The Limitation of Static Embeddings Which Made Them Obsolete
A visual guide to context-aware embeddings.
To build models for language-oriented tasks, it is crucial to generate numerical representations (or vectors) for words.
This allows words to be processed and manipulated mathematically and perform various computational operations on words.
The objective of embeddings is to capture semantic and syntactic relationships between words. This helps machines understand and reason about language more effectively.
In the pre-Transformers era, this was primarily done using pre-trained static embeddings.
Essentially, someone would train and release these word embeddings for, say, 100k, or 200k common words using deep learning.
…and other researchers may utilize those embeddings in their projects.
The most popular models at that time (around 2013-2018ish) were:
Glove
Word2Vec
FastText, etc.
These embeddings genuinely showed some promising results in learning the relationships between words.
For instance, running the vector operation (King - Man) + Woman
would return a vector near the word “Queen”.
So while these did capture relative representations of words, there was a major limitation.
Consider the following two sentences:
“Convert this data into a table in Excel.”
“Put this bottle on the table.”
The word “table” conveys two entirely different meanings in the two sentences.
The first sentence refers to a “data” specific sense of the word “table”.
The second sentence refers to a “furniture” specific sense of the word “table”.
Yet, static embedding models assigned them the same representation.
Thus, these embeddings didn’t consider that a word may have different usages in different contexts.
But this changed in the Transformer era, which resulted in contextualized embeddings models powered by Transformers, such as:
BERT: A language model trained using two techniques:
Masked Language Modeling (MLM): Predict a missing word in the sentence, given the surrounding words.
Next Sentence Prediction (NSP).
DistilBERT: A simple, effective, and lighter version of BERT which is around 40% smaller:
Utilizes a common machine learning strategy called student-teacher theory.
Here, the student is the distilled version of BERT, and the teacher is the original BERT model.
The student model is supposed to replicate the teacher model’s behavior.
ALBERT: A Lite BERT (ALBERT).
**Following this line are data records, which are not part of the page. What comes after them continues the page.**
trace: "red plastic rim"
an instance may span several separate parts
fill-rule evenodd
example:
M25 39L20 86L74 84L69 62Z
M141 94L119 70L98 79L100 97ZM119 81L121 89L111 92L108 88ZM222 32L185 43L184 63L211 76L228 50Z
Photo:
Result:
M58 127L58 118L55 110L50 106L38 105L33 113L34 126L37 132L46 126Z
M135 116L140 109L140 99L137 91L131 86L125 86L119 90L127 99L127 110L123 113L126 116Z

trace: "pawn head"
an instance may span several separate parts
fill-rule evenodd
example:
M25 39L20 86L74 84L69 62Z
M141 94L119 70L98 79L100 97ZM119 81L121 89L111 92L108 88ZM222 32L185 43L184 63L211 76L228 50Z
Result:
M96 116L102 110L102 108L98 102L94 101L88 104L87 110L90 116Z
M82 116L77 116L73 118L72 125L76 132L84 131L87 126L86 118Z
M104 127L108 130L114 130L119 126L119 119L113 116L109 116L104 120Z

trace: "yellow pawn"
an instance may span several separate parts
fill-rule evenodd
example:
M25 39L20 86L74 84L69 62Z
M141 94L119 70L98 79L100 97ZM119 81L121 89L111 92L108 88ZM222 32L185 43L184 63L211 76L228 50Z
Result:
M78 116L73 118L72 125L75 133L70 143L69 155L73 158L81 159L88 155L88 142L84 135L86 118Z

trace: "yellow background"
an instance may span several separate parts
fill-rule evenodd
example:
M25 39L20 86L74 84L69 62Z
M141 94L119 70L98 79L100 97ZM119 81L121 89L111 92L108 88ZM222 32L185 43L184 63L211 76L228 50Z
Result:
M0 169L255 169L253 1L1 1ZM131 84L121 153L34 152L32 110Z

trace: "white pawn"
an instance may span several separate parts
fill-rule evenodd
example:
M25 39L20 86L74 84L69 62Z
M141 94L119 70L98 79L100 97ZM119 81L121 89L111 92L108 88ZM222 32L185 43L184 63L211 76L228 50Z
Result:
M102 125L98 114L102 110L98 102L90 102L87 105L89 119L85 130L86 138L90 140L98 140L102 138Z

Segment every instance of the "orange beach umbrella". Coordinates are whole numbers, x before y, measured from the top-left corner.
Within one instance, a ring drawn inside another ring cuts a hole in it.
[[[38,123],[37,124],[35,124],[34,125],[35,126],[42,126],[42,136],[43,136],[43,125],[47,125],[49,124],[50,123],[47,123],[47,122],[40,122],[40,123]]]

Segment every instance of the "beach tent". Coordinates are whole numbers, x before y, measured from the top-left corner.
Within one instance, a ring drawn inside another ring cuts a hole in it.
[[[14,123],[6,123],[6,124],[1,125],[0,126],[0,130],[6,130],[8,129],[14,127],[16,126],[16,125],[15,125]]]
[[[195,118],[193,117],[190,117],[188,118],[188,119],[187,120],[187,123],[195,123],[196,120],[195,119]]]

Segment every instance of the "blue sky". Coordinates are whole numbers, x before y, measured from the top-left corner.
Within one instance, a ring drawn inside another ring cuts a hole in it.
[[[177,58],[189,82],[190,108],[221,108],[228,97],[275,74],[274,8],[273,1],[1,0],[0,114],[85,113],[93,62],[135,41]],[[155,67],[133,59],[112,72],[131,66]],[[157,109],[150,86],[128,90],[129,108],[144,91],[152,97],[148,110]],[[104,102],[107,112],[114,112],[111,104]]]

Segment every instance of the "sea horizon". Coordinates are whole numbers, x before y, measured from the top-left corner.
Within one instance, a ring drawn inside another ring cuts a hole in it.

Uses a couple of optimization strategies to reduce the size of BERT:
Eliminates one-hot embeddings at the initial layer by projecting the words into a low-dimensional space.
Shares the weights across all the network segments of the Transformer model.
These were capable of generating context-aware representations, thanks to their self-attention mechanism.
This would allow embedding models to dynamically generate embeddings for a word based on the context they were used in.
As a result, if a word would appear in a different context, the model would get a different representation.
This is precisely depicted in the image below for different uses of the word “Bank”.
For visualization purposes, the embeddings have been projected into 2d space using t-SNE.
The static embedding models — Glove and Word2Vec produce the same embedding for different usages of a word.
However, contextualized embedding models don’t.
In fact, contextualized embeddings understand the different meanings/senses of the word “Bank”:
A financial institution
Sloping land
A Long Ridge, and more.
Different senses were taken from Priceton’s Wordnet database here: WordNet.
As a result, they addressed the major limitations of static embedding models.
For those who wish to learn in more detail, I published a couple of research papers on this intriguing topic:
Interpretable Word Sense Disambiguation with Contextualized Embeddings.
A Comparative Study of Transformers on Word Sense Disambiguation.
These papers discuss the strengths and limitations of many contextualized embedding models in detail.
👉 Over to you: What do you think were some other pivotal moments in NLP research?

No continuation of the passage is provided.